NetBSD Problem Report #44995

From yamt@NetBSD.org  Thu May 26 03:17:07 2011
Return-Path: <yamt@NetBSD.org>
Received: by www.NetBSD.org (Postfix, from userid 1270)
	id E34AF63BA9C; Thu, 26 May 2011 03:17:07 +0000 (UTC)
Message-Id: <20110526031707.E34AF63BA9C@www.NetBSD.org>
Date: Thu, 26 May 2011 03:17:07 +0000 (UTC)
From: yamt@NetBSD.org
Reply-To: yamt@NetBSD.org
To: gnats-bugs@NetBSD.org
Subject: PAE cpu_load_pmap doesn't seem safe
X-Send-Pr-Version: 3.95

>Number:         44995
>Category:       port-i386
>Synopsis:       PAE cpu_load_pmap doesn't seem safe
>Confidential:   no
>Severity:       serious
>Priority:       medium
>Responsible:    port-i386-maintainer
>State:          closed
>Class:          sw-bug
>Submitter-Id:   net
>Arrival-Date:   Thu May 26 03:20:00 +0000 2011
>Closed-Date:    Tue Jun 12 17:14:52 +0000 2012
>Last-Modified:  Tue Dec 18 02:35:02 +0000 2012
>Originator:     YAMAMOTO Takashi
>Release:        NetBSD current
>Organization:

>Environment:


Architecture: i386
Machine: i386
>Description:
	in the case of PAE, cpu_load_pmap modifies L3 PDIR for
	the current cpu with the following code.

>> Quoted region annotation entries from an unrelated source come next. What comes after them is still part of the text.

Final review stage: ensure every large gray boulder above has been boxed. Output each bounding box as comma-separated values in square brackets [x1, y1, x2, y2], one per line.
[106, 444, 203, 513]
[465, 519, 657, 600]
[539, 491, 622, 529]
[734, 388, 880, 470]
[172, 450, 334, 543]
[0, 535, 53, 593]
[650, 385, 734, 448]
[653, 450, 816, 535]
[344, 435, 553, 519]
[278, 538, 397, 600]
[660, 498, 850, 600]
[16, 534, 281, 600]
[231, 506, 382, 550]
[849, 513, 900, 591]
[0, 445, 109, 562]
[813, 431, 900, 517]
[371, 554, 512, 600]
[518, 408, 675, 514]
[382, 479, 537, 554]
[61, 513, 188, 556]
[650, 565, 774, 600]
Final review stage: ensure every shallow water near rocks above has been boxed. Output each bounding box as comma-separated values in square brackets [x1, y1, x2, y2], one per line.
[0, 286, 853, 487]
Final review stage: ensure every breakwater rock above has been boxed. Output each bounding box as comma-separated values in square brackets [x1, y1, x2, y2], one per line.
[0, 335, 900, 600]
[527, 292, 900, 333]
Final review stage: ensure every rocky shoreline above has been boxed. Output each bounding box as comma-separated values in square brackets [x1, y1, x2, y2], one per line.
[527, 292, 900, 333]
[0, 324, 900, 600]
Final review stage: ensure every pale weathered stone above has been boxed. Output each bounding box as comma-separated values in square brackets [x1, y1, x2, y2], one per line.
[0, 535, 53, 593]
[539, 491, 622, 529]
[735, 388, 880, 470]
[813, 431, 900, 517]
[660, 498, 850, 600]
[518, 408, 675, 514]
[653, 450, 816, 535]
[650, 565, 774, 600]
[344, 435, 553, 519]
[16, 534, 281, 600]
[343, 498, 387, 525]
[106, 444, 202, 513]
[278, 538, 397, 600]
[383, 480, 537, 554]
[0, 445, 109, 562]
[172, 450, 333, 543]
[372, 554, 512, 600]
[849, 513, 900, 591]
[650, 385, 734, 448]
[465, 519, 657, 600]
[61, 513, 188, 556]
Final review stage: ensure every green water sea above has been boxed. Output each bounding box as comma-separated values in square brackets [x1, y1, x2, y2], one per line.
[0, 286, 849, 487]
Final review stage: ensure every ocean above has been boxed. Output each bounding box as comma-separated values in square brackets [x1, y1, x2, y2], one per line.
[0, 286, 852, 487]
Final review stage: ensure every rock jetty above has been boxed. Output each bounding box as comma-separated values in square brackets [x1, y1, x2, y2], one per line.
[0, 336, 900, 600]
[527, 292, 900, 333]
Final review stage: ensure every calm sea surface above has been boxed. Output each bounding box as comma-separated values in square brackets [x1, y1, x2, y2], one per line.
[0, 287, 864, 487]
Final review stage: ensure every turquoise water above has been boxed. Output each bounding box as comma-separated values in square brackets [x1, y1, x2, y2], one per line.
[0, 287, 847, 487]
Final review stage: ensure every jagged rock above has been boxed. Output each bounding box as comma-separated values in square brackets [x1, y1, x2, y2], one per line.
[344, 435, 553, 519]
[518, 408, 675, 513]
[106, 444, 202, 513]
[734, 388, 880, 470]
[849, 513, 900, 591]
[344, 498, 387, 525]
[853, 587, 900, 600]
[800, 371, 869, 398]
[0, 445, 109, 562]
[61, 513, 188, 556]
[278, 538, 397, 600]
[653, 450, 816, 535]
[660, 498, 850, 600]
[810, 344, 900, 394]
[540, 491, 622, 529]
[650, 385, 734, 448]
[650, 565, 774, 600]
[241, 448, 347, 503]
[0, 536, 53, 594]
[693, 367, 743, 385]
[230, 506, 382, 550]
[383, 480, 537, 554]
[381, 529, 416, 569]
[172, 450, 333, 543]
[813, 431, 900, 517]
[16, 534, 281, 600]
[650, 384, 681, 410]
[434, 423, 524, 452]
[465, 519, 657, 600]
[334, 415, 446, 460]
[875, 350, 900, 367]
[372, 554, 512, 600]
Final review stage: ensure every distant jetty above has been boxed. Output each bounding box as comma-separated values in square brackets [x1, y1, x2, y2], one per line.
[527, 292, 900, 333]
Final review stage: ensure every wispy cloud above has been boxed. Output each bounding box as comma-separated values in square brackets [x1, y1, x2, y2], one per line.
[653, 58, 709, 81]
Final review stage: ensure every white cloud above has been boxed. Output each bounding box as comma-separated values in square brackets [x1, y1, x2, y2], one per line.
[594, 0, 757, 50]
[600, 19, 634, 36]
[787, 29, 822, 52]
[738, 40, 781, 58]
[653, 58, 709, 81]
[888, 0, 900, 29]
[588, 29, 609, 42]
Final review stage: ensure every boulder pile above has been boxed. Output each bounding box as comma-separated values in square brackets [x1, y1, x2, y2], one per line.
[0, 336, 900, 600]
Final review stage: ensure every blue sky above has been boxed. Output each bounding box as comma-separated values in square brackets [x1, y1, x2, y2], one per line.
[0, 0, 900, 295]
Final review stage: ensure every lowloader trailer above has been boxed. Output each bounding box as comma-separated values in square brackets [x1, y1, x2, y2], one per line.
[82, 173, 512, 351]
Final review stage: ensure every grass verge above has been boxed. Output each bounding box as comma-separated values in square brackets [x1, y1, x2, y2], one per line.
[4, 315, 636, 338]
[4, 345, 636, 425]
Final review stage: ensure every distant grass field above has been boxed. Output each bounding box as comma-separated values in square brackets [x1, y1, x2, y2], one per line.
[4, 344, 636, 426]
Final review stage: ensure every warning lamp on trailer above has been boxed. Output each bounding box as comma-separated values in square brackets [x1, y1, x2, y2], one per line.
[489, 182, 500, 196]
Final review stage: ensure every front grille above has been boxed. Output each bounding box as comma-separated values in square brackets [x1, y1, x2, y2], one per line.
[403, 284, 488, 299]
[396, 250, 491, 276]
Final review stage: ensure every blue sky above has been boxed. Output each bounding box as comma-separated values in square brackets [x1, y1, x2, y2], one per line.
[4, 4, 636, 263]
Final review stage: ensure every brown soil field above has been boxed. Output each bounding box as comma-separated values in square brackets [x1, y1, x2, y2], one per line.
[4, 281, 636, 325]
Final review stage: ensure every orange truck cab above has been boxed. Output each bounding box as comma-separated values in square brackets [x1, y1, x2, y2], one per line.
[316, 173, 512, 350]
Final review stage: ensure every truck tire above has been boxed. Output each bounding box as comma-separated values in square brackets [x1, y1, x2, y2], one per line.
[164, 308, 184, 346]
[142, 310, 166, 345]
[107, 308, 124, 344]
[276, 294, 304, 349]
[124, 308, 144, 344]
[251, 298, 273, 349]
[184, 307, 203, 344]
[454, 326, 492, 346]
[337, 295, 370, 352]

		l3_pd[i] = pmap->pm_pdirpa[i] | PG_V;

	this likely will be complied into two 32-bit mov instructions
	and nothing prevents a page table walk between them.

>How-To-Repeat:

>Fix:
	make cr3 simply point to the recursive mapping part of the second
	level PTP?  (i haven't confirmed if this is possible.  just an idea.)

>Release-Note:

>Audit-Trail:

State-Changed-From-To: open->closed
State-Changed-By: yamt@NetBSD.org
State-Changed-When: Tue, 12 Jun 2012 17:14:52 +0000
State-Changed-Why:
fixed.


From: "YAMAMOTO Takashi" <yamt@netbsd.org>
To: gnats-bugs@gnats.NetBSD.org
Cc: 
Subject: PR/44995 CVS commit: src/sys/arch/x86/x86
Date: Tue, 12 Jun 2012 17:14:19 +0000

 Module Name:	src
 Committed By:	yamt
 Date:		Tue Jun 12 17:14:19 UTC 2012

 Modified Files:
 	src/sys/arch/x86/x86: cpu.c

 Log Message:
 cpu_load_pmap: disable interrupts.  add a comment to explain why.  PR/44995


 To generate a diff of this commit:
 cvs rdiff -u -r1.98 -r1.99 src/sys/arch/x86/x86/cpu.c

 Please note that diffs are not public domain; they are subject to the
 copyright notices on the relevant files.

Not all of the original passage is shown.